Everyone seems to agree that the guidelines won't need any further updates until new approaches to diagnosis or treatment become available. "The DEWS meetings were a pretty arduous process, so I don't see revisions happening in the near future," says Dr. Pflugfelder. "People need to use the guidelines for a while before any substantive changes are made."

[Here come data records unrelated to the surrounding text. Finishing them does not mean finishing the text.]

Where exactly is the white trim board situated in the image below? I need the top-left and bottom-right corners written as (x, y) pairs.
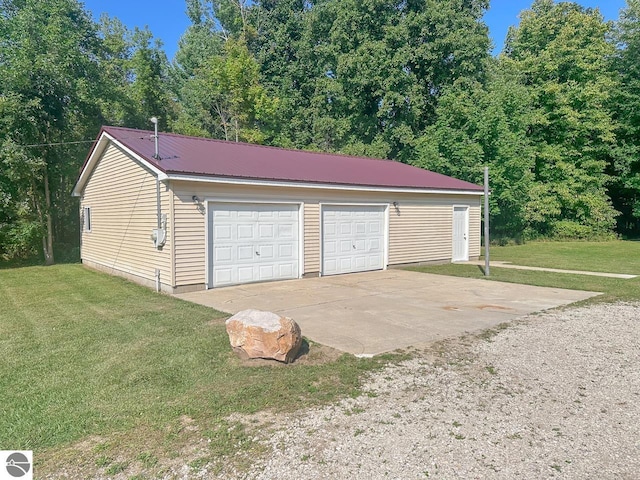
top-left (167, 174), bottom-right (483, 196)
top-left (72, 132), bottom-right (167, 196)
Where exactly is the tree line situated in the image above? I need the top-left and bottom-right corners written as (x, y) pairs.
top-left (1, 0), bottom-right (639, 263)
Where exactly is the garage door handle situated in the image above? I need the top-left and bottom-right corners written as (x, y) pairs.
top-left (352, 244), bottom-right (356, 249)
top-left (256, 251), bottom-right (260, 256)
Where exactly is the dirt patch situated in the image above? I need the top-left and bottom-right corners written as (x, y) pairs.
top-left (207, 316), bottom-right (228, 326)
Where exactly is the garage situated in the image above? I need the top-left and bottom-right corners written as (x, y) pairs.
top-left (322, 204), bottom-right (386, 275)
top-left (208, 203), bottom-right (300, 287)
top-left (75, 126), bottom-right (484, 293)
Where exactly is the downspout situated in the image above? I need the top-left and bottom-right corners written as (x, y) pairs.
top-left (156, 177), bottom-right (162, 294)
top-left (156, 177), bottom-right (162, 230)
top-left (151, 117), bottom-right (161, 232)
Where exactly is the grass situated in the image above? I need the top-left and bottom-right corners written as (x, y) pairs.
top-left (0, 265), bottom-right (389, 476)
top-left (489, 240), bottom-right (640, 275)
top-left (3, 241), bottom-right (638, 475)
top-left (409, 240), bottom-right (640, 303)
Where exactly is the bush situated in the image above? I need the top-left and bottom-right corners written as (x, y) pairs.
top-left (550, 220), bottom-right (618, 241)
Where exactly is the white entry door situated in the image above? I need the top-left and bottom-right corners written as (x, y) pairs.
top-left (452, 206), bottom-right (469, 262)
top-left (208, 203), bottom-right (299, 287)
top-left (322, 205), bottom-right (385, 276)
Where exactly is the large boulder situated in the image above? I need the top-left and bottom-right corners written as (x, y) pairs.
top-left (225, 309), bottom-right (302, 363)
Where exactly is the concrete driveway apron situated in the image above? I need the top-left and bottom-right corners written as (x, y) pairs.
top-left (175, 270), bottom-right (598, 355)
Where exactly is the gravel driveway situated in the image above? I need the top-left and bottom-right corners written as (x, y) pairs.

What the surgeons we spoke to would like to see is further dissemination of the existing guidelines, as a means to improve treatment for dry-eye patients everywhere. "Unless you see the guidelines more than once, it's a little hard to grasp everything they contain," observes Dr. Koffler. "We need a little more education and promotion of the guidelines so they become more commonly used. Without that, I don't think they'll catch on."

Dr. Pflugfelder agrees. "It takes a while for guidelines to be adopted," he notes. "It will take coverage in publications and lectures and maybe getting into textbooks for people to really start embracing them. But I think it will happen."


1. Behrens A, Doyle JJ, et al. Dysfunctional tear syndrome: a Delphi approach to treatment recommendations. Cornea. 2006;25:8:900-7.

2. Dry Eye Workshop Panel. 2007 Report of the Dry Eye Workshop. Ocul Surf 2007;5:2:65-204.

3. Wilson SE, Stulting RD. Agreement of physician treatment practices with the international task force guidelines for diagnosis and treatment of dry eye disease. Cornea. 2007;26:3:284-9.